A network of butterflies, flowers, and dresses is penetrated by the camp sharpness of the teachers' conversations and playful feints at toughness. Antonia bypasses the intoxicating nature of her madeira to describe fortified as "one of the strongest, most vibrant, almost bracing, of words" – (the author will not blatantly explain that madeira is fortified wine).
Brophy's sentences are broken up by ellipses, over and over again, by parentheses, by dashes, by side matters, by words in other languages – there is always some other issue that they want to talk about; there is always this gap that is filled invisibly.
She looked presidingly: from the indifferent face of Madame President's daughter (Antonia was sure, now, such girls were cold) to the baffled face of royalty, staring straight ahead as though air rather than the text could help her understanding, to the cross face of Eugénie Plash – Look away quickly (Heaven grant I am not to suffer a headache today), look back to the text, look down at … and thus, naturally, to let one's gaze slide off the text, slide off one's lap (pleasing though that was to look at), to alight …

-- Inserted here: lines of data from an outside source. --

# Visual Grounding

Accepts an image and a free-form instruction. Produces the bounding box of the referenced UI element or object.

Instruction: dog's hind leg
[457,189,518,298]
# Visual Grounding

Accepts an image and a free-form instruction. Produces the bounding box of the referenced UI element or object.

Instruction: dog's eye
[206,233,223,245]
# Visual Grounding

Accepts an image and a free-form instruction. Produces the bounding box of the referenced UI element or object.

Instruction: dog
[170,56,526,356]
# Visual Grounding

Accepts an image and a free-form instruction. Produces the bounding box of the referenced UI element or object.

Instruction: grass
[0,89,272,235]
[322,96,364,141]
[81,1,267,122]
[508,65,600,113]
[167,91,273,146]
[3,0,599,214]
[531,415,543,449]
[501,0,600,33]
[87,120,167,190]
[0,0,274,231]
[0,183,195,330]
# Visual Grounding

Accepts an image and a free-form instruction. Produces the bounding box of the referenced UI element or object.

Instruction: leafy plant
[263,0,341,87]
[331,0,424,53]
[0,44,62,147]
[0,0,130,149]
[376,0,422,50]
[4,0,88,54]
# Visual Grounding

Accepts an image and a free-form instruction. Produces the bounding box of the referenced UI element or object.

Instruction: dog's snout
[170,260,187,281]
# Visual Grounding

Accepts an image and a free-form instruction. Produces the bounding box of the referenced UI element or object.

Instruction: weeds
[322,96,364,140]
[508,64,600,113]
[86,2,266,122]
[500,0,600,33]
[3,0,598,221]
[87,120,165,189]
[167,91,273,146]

The potential for betrayal by a student is so present and inevitable you feel The Prime of Miss Jean Brodie, 1961, hanging over everything – also unsaid. Sebastian Groes in British Fiction of the Sixties: the Making of the Swinging Decade, 2016, believes he has found a buried Brodie reference in Flesh, but he may be taking it too far.

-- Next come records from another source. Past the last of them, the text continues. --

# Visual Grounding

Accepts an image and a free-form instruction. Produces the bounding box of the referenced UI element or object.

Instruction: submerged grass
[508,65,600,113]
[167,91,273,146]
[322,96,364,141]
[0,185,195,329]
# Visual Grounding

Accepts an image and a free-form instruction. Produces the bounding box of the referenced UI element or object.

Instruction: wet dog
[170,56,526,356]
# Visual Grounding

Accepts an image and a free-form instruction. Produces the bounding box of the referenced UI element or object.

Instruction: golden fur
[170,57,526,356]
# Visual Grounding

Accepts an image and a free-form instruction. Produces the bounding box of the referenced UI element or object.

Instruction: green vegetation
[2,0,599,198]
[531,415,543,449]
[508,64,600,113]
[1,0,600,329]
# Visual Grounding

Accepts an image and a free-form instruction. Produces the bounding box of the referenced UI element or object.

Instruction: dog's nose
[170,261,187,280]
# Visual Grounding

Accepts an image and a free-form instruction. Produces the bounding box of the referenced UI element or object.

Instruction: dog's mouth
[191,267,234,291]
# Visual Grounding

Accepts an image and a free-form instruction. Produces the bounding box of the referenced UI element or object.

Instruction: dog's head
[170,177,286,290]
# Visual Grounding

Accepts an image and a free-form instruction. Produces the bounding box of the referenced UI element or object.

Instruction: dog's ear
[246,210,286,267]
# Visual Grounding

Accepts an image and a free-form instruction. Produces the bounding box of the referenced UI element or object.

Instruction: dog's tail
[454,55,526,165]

But Brophy is not fascinated by Spark's doom of humankind, more interested in the potential for a vibration between saying something and not saying it, or making woman-signs and man-signs about yourself at the same time, sitting in a pretty garden and waxing over strong, fortified features, or teaching 'finishing' when all you really want is to start something.
The conclusion of The Finishing Touch, like the conclusions of Flesh and In Transit, is not the cold, rooted convulsion it is in a Spark; it seems to be something Brophy only does because books have to end at some point: such is the nature of books, and she has to go along with it, but, personally, she would rather not do anything so pointed and forceful as make a finish. Let her go on vibrating; that's what she wants.Or let the vibration vanish in a way that makes the world happy without (somehow without) actually being anything like a halt.
The vibration is there in Flesh but it only exists as individual points that the author makes for you to identify one by one and subsequently connect. You hear that Marcus loves Rubens' women, and then, later, when he has become plump, pleased, and sensuous, he looks at his body and says, "I've become a Rubens woman." So he is both of these points; the thing that looks and the thing it looks at. But his Rubens is not in the manners of the language that creates him and nor is his sensuality or his fat. Flesh is reasoning its vibration instead of feeling it while Finishing Touch is both thinking and feeling. That was what gave me the initial impression that Brophy had finally found out what she was saying. On reflection I don't believe this is true. But I think she knew more about what she was saying. She might have been using Jean Brodie as a guide, to focus herself.